Automatic Sitemap for Heroku with Ruby on Rails 3.2

A while back I wrote a blogpost on generating a sitemap for a ruby on rails app. This generator was run via a rake task. Now that loads of our apps are deployed to heroku and some have content that changes all of the time, it doesn’t make sense to have a rake task to run periodically for us, we need a sitemap on the fly. So here is how we did it:

Step 1:
In your config/routes.rb file add:

match 'sitemap', :to => "sitemap#index", :as => :sitemap

Step 2:
Create a controller called “app/views/sitemap_controller.rb”
Paste the following into it:

class SitemapController < ApplicationController
  def index
    static_urls = [ {:url => '/home/about',      :updated_at => ""},
                    {:url => '/home/help',       :updated_at => ""},
                    {:url => '/home/contact_us', :updated_at => ""},
                    {:url => '/home/terms',      :updated_at => ""} ] 
    @pages_to_visit  = static_urls
    @pages_to_visit += Article.all.collect{  |a| {:url => article_path(a) ,  :updated_at => I18n.l(a.updated_at, :format => :w3c)} }
    @pages_to_visit += Category.all.collect{ |c| {:url => category_path(c) , :updated_at => I18n.l(c.updated_at, :format => :w3c)} }
    respond_to do |format|
      format.xml
    end
  end
end

Step 3:
Create a view for the xml. I have used Haml for my view, you could use builder as an alternative.
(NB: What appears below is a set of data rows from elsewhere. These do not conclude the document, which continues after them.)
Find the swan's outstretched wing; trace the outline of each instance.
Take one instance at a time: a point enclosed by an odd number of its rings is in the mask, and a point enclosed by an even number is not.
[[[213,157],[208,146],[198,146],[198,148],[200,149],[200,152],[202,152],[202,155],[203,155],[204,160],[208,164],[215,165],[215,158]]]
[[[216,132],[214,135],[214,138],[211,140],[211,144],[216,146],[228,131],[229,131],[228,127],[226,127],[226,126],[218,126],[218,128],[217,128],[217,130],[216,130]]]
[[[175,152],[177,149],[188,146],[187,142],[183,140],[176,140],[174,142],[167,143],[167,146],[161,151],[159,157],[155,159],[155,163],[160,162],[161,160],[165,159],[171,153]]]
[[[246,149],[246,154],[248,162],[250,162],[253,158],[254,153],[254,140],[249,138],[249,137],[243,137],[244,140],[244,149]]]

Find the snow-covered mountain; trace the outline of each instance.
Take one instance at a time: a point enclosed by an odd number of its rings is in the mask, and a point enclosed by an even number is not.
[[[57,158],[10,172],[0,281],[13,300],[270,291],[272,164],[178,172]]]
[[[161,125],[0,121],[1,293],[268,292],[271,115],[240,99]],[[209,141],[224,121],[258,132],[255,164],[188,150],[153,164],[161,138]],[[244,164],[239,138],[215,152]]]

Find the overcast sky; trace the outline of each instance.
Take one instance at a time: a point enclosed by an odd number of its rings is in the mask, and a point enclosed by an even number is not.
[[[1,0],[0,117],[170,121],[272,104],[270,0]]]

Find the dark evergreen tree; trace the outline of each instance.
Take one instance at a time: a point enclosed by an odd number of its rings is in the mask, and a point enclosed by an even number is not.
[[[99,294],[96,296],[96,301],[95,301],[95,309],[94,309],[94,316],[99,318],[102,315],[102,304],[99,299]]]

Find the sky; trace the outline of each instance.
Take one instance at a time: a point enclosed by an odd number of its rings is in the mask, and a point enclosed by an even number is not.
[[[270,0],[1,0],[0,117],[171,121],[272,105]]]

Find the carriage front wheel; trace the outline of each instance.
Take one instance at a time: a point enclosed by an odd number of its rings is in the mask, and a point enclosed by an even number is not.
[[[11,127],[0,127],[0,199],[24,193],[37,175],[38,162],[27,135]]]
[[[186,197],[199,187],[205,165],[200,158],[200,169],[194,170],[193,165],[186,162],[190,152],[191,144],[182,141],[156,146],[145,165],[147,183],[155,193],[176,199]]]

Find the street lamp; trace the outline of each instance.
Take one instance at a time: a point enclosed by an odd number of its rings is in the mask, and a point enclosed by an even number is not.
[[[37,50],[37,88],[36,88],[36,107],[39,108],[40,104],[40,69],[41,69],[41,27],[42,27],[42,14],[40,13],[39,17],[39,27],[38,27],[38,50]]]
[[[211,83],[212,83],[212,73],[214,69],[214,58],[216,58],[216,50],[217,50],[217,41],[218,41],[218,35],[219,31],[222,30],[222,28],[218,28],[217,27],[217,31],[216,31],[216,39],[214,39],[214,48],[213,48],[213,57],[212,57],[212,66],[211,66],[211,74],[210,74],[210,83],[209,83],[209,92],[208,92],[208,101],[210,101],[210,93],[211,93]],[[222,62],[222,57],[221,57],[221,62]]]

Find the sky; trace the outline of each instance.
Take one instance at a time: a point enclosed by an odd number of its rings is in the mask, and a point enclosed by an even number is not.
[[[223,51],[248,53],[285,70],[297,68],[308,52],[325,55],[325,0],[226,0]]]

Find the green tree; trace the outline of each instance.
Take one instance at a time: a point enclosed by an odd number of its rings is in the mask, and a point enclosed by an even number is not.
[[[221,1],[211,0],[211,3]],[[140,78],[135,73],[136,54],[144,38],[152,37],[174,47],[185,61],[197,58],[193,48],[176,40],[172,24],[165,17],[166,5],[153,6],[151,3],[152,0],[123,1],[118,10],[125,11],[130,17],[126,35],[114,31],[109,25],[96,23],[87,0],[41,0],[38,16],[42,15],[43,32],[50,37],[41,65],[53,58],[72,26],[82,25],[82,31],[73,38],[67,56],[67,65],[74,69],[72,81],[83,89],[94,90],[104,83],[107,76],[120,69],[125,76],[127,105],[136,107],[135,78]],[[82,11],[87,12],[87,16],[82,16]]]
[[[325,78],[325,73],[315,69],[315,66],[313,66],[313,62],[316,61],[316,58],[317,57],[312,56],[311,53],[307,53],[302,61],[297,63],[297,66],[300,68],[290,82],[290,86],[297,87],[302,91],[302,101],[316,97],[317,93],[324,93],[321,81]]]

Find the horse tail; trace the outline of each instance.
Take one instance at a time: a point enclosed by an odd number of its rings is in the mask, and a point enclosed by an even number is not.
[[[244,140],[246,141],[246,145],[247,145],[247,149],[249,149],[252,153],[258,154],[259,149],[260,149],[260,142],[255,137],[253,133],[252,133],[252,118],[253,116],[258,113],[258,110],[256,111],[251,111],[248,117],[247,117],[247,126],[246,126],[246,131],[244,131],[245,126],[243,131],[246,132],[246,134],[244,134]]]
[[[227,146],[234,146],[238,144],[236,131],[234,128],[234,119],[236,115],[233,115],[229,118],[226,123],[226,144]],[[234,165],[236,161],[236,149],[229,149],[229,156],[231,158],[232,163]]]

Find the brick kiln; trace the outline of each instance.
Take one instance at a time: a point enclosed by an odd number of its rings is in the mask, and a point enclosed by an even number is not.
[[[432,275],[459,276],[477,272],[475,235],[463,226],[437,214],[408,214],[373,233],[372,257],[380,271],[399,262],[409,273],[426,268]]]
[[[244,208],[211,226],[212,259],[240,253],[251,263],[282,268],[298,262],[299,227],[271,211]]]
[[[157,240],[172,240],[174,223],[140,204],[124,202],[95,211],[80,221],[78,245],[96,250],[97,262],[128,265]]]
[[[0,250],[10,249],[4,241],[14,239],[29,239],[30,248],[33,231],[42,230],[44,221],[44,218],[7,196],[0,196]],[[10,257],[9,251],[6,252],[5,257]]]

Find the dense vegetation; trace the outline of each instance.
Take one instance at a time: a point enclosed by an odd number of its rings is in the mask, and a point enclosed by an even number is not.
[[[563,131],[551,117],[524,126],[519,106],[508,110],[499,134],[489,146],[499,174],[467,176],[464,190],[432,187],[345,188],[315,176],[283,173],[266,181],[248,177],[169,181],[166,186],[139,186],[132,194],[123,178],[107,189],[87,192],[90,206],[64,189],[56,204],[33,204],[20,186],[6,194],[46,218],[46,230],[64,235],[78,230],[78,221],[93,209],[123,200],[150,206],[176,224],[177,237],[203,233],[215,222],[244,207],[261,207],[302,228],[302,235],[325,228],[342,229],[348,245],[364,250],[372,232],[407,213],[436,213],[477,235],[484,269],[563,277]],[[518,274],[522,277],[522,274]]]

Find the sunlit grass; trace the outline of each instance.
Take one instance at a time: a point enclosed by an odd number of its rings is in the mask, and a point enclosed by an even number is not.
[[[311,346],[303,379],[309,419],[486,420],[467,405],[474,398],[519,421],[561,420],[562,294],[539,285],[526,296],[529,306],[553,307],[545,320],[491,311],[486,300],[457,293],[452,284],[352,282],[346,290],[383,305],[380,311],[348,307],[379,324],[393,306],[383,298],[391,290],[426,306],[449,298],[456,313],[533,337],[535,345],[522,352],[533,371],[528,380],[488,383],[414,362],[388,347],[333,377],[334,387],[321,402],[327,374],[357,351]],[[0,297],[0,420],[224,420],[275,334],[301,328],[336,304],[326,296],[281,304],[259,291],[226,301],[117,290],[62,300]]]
Call this “app/views/sitemap/index.xml.haml”

- base_url = "http://#{request.host_with_port}"
!!! XML
%urlset{:xmlns => "http://www.sitemaps.org/schemas/sitemap/0.9"}
  - @pages_to_visit.each do |page|
    %url
      %loc #{base_url}#{page[:url]}
      - if page[:updated_at].present?
        %lastmod= page[:updated_at]
      %changefreq= page[:changefreq].present? ? page[:changefreq] : "monthly"
      %priority= page[:priority].present? ? page[:priority] : "0.5"

Step 4:
Sitemaps require the date to be in the w3c DateTime format. This involves creating a specific Time format. In “config/locales/en.yml” add the following format:

en:
  time:
    formats:
      w3c: "%Y-%m-%dT%H:%M:%S+00:00"

Note: The timezone is has been hard-coded here. In ruby 1.9.3 you can specify “%:z” to get the timezone at the end of this, however heroku is running 1.9.1 so this cannot be done. However Heroku is at UTC time anyway so this does not matter!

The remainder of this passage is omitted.